Gleichwohl ist Reichle mit dem Ergebnis der Schnakenbekämpfung einigermaßen zufrieden. Wobei auch er am eigenen Leib gespürt hat, dass in diesem Sommer weitaus mehr Stechmücken ihre Angriffe geflogen haben. Beim Familiengeburtstag in Neulußheim „haben die Schnaken auch mich regelrecht aufgefressen“, sagt er. Das sei schon frustrierend gewesen. Allerdings hätten ihm die Party-Gäste signalisiert, dass es in den Vormonaten nicht ganz so schlimm gewesen sei.
Eine Spitze folgt der nächsten
Neun bis zehn Hochwasserspitzen hat es gegeben. Eine folgte direkt auf die nächste, eine war höher als die andere, zieht Reichle seine Zwischenbilanz. Wobei die Bezeichnung „Hochwasser“ für die KABS bereits bei einem Rheinpegelstand in Speyer von 4,30 Meter beginnt, also noch weit entfernt davon, dass der Fluss flächendeckend über die Ufer tritt. Für die bekannten Brutgebiete in den Rheinauen reicht dieser Stand allerdings. Das habe nach einem trockenen Frühjahr bis April im Mai begonnen. Und dann sei eine Spitze auf die nächste gefolgt, eine immer höher als die andere.
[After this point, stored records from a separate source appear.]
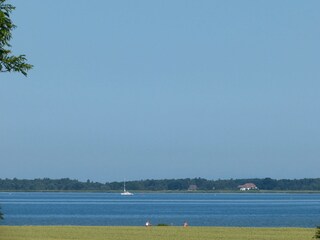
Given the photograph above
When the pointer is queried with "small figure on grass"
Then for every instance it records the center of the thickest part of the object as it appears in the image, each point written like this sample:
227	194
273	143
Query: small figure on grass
148	223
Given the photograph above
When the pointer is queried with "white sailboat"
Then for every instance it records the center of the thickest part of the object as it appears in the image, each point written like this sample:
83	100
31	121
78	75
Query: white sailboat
125	192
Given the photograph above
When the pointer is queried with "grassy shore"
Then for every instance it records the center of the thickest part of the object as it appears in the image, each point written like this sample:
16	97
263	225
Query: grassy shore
154	233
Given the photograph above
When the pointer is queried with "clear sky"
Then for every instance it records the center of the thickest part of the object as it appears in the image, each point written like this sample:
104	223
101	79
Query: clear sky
163	89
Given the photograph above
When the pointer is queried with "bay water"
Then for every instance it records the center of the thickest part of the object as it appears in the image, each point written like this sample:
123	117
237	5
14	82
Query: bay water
198	209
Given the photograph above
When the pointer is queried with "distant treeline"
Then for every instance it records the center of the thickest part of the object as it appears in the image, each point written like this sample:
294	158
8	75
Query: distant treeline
200	184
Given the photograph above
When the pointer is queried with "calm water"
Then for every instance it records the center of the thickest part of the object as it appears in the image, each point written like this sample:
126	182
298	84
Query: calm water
263	210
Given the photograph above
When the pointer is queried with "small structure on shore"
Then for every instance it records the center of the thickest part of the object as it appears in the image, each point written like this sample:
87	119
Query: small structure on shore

Die starken Regenfälle hätten das Ihre dazu beigetragen, dass sich auch Senken etwas abseits des Rheins gefüllt und ideale Brutstätten zur Eiablage geboten hätten.
Dennoch sei man bis Ende Juli eigentlich gut dabei gewesen. Doch dann seien zwei Wellen in kurzen Abständen gekommen. Eine habe den Hauptschlupf der Larven verursacht. Dann sei das richtige Hochwasser gekommen, das den Rhein habe drei Meter ansteigen lassen. „Das hat uns die Larven auf den ganzen rhein von Hauptdamm zu Hauptdamm verblasen“, berichtet Dirk Reichle. Eine Bekämpfung sei dann nicht mehr möglich gewesen, die Larven hätten sich auf riesige Flächen verteilt. Hinzu kam, dass wegen stürmischer Winde die Hubschrauber nicht aufsteigen konnten. Diese Bekämpfungstage fehlen in der Bilanz ebenfalls.
Tigermücke bekämpft
Hinzugekommen sei auch der Kampf gegen die Tigermücke unter anderem im Bereich Germersheim und an anderen Orten. Das habe Personal gebunden, das bei der Bekämpfung an anderer Stelle gefehlt hat.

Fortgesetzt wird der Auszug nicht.